Несмотря на обилие автобиографических мотивов, было бы опрометчиво думать, как это делают многие (особенно после фильма), что Порт — это Боулз, а Кит — Джейн. Скорее, «Под покровом небес» можно рассматривать как воображаемый эксперимент, своеобразное «что если?», вживленное в ткань повседневного существования. Позднее писатель признавался: «Пишешь всегда про себя. Но пишешь о преображении пережитого опыта. В настоящей литературе конечный результат всегда получается отличным от пережитого». И добавил: «Литература, по-моему, это суеверный способ удерживать ужас на расстоянии, держать зло за порогом». Такое определение литературы — как заклятия, оберега — помогает нам лучше понять непрямую, опосредованную связь «творчества» с «жизнью». Они соотносятся друг с другом в третьей, лишенной измерения, «точке».
Точке становления, перехода, падения, бегства.
Каковое сталкивает с иным.
Столкновение двух типов мышления, двух противоположных культур — современной, западной, и древней, укорененной в традиции, — будучи сквозной темой творчества Боулза, никогда не разрешается в пользу какой-либо одной стороны. Он никогда не опускается до политической басни или моралите, но использует его как событие зеркальной встречи западного человека с инородным (в) себе. Такие встречи неизбежно катастрофичны. Особый зловещий колорит придает им холодновато-объективный, отстраненный стиль повествования. В отличие от большинства мастеров нагнетания ужаса, в сценах зверства или убийства Боулз редко вдается в чувственные описания; не прибегает он и к обилию прилагательных, чтобы показать, насколько невыносима пытка. Вместо этого, почти в клинических терминах, он просто констатируют факты, как если бы описывал самые заурядные вещи. Такая техника позволяет добиться несравненно более сильного эффекта; «Далекий случай» и «Нежная добыча», помещенные в этом томе, — подлинные шедевры, вырастающие до размеров аллегории «жуткого».
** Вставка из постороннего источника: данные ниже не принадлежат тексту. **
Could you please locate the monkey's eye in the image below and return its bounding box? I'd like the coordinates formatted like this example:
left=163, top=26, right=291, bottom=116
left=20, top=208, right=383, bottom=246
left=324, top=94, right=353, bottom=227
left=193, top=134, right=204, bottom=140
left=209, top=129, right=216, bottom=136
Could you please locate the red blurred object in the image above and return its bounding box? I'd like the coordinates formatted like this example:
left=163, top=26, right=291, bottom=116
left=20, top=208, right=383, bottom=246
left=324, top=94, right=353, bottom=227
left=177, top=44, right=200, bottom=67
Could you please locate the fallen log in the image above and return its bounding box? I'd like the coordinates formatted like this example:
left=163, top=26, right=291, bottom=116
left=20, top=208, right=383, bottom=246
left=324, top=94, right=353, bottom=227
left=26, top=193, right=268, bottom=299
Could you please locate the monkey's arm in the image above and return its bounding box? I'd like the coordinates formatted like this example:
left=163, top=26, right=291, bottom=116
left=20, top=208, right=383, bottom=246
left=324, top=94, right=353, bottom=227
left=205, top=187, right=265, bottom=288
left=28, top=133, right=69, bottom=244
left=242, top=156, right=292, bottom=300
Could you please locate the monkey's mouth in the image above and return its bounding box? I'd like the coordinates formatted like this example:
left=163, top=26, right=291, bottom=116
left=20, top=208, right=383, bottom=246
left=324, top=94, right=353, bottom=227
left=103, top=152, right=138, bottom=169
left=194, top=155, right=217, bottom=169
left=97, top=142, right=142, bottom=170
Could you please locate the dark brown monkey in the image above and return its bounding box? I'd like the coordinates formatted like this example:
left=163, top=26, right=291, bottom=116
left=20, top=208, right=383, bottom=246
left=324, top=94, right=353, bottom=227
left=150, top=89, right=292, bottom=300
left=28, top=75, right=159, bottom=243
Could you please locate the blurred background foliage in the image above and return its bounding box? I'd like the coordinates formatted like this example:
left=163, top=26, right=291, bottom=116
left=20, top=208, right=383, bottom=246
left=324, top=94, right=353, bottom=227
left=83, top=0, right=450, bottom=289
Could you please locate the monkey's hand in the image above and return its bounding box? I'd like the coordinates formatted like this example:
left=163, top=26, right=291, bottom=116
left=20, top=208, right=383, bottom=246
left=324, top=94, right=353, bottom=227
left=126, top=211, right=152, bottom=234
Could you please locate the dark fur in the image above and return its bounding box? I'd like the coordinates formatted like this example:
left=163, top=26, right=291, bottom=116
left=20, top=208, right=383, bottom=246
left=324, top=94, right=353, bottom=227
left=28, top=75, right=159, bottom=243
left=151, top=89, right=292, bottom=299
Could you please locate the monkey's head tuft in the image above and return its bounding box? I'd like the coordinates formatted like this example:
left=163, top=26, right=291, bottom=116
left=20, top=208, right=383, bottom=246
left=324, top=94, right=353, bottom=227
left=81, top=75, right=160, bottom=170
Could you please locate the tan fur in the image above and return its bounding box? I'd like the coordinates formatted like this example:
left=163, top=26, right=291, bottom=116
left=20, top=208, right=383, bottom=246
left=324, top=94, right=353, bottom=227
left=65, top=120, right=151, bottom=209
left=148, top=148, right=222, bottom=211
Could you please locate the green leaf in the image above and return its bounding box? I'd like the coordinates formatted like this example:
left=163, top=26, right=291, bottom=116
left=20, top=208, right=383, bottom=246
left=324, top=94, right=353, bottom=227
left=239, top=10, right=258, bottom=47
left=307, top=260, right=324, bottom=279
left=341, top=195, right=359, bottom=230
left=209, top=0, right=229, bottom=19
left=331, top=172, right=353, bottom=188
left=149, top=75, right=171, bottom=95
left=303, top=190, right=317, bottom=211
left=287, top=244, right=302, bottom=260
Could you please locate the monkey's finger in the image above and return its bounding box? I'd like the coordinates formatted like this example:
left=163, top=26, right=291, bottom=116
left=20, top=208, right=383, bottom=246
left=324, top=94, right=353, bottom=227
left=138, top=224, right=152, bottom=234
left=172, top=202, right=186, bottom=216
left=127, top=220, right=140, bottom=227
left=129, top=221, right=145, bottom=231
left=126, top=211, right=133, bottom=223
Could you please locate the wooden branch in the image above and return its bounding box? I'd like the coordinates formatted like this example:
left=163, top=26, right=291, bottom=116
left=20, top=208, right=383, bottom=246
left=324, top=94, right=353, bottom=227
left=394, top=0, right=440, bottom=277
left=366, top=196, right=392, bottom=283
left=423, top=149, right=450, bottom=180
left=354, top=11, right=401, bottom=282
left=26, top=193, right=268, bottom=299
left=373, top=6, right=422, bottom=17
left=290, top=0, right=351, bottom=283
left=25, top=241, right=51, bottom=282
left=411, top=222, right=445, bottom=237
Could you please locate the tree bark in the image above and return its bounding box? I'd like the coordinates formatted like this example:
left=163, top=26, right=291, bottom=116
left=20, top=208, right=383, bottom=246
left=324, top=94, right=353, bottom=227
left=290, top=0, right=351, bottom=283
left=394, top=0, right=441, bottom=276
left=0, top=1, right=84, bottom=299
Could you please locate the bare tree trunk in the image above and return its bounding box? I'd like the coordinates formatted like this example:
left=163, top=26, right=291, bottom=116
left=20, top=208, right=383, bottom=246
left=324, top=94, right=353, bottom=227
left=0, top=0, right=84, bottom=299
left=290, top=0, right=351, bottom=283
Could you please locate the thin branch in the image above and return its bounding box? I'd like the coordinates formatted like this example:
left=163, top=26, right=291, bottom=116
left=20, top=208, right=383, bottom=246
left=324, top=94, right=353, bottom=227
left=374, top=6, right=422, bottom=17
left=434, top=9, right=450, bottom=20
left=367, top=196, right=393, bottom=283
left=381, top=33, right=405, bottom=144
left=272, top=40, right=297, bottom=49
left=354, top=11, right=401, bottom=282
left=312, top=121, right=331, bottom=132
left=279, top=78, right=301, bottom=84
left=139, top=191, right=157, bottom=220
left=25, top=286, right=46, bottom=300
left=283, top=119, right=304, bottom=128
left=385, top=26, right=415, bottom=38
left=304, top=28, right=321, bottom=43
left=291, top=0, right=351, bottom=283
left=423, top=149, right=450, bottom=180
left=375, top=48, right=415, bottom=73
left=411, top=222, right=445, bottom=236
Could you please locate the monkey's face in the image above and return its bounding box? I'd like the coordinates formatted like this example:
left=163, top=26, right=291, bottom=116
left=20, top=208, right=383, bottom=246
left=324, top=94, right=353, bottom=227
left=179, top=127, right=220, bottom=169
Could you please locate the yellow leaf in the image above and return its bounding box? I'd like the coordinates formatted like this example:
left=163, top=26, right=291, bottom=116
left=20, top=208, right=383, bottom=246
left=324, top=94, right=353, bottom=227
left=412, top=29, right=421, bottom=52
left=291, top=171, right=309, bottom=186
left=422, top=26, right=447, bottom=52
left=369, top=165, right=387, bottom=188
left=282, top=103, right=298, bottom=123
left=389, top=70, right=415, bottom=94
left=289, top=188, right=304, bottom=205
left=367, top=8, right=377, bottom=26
С этих двух вещей, напечатанных в «Митином Журнале» в переводе Василия Кондратьева, началось мое знакомство с «настоящим» Полом Боулзом — страшным, беспросветно мрачным, шокирующим. Вася собирался переводить и «Под покровом небес», и сделал бы это наверняка лучше меня, но — погиб. Погиб такой же страшной, шокировавшей многих смертью, напророченной им же самим в его рассказах, какой до этого погиб другой замечательный переводчик, основатель самиздатского журнала «Предлог» Сергей Хренов. Они дружили и обменивались книгами Боулза, как если бы те и вправду были оберегами, способными отвратить самое худшее. Их светлой памяти, памяти сделанного ими для русского языка, и вопреки традиции посвящать одни лишь оригиналы, я посвящаю этот перевод — несовершенный и только приближающийся к тому, чье имя по-русски могло бы означать еще и пронесенную мимо чашу.